Saturday, February 23, 2008

‘Troops can kill unarmed wounded militants’

Baba Umar
Srinagar, Feb 18: Troopers deployed in Jammu and Kashmir enjoy more powers than guaranteed by the much hated Armed Forces Special Powers Act (AFSPA). A top ICRC official told Rising Kashmir on condition of anonymity on Monday that the troopers can even “kill” a non combatant wounded militant “because the government of India is not signatory to the additional protocols of Geneva Conventions 1977”.
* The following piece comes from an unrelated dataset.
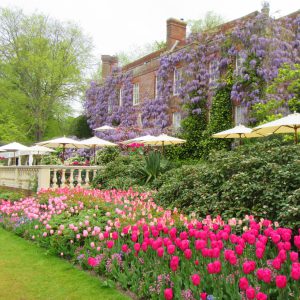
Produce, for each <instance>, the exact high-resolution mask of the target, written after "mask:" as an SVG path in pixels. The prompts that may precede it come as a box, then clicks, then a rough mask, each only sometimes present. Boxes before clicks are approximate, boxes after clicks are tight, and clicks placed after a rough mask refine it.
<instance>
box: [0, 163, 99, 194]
mask: <svg viewBox="0 0 300 300" xmlns="http://www.w3.org/2000/svg"><path fill="white" fill-rule="evenodd" d="M99 169H101V167H100V166H0V186H2V187H5V186H6V187H12V188H19V189H24V190H34V189H37V190H40V189H42V188H46V189H47V188H50V187H52V188H56V187H66V186H68V187H70V188H73V187H76V186H82V187H85V188H89V187H90V182H91V181H92V180H93V178H94V177H95V175H96V172H97V170H99Z"/></svg>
The official argued since India had not accepted the “disputed nature of Jammu and Kashmir” such killings won’t amount to the breach of any Geneva Conventions. The Geneva Conventions – and their sub rules that are part of international humanitarian law – prevent the killing of civilians, medics, aid workers and those who can no longer fight. According these rules the wounded, sick and prisoners of war come under specifically protected people.
But the same is not yet applicable to Kashmir because of India’s stated position on the territory. “For the applicability of Geneva Conventions all the parties involved in the conflict need to recognize that area as a conflict zone,” the ICRC official asserted.
Last week an injured militant, according to a lone eyewitness Ghulam Qadir, was shot dead by the personnel of Special Operations Group (SOG) of Police after a gunfight at Aglar in south Kashmir’s Pulwama district. “It was in the wee hours of Friday when the SOG men forced me to enter the gutted house,” Qadir, the lone eyewitness to the incident had said. “As I entered the house, I saw one militant with long hairs lying in one of the rooms in the rear end of the house. I could not believe that the militant was alive. He was little conscious and critically injured.”
Qadir said when he touched the militant identified by Police as Abdul Rehman, he (the militant) started wriggle in pain. “I lifted him. He asked to untie the ammunition pouch from his chest. I did that to relieve him.” Qadir said, “I held his head gently and somehow managed to bring him out of the completely gutted two storied house.
As we stepped outside I kept his head straight since he asked me to do so. Suddenly the SOG men standing nearby fired a volley of bullets in the militants head as he was in my lap,” Qadir said and broke down, adding, “I shouted and asked him to recite the Kalima (The Arabic declaration, according to Islamic jurisprudence, that there is no God but Allah). Qadir said the SOG men ordered him to frisk the militant after they had pumped bullets into his head.
Asked to comment on the aforementioned incident, the ICRC official said, “I am not in a position to say anything on this. But I can say this much that India has not accepted Kashmir as a disputed territory or a conflict region. By virtue of this stand no such clause of Geneva Convention which upholds the rights of wounded combatants will be relevant in Kashmir.”
The official, however, said if such an incident would have happened somewhere else then the killing of an unarmed and injured combatant would have qualified for the breach of Geneva Conventions.
“If the same had happened elsewhere, like in Sri Lanka, it was a clear case of violation of the Geneva Conventions and would have been considered as a brave breach,” the ICRC official added.
India has not yet signed and has been consistently opposing the protocol-II of the additional Geneva Conventions of 1977 that relate to the protection of victims of non-international armed conflicts.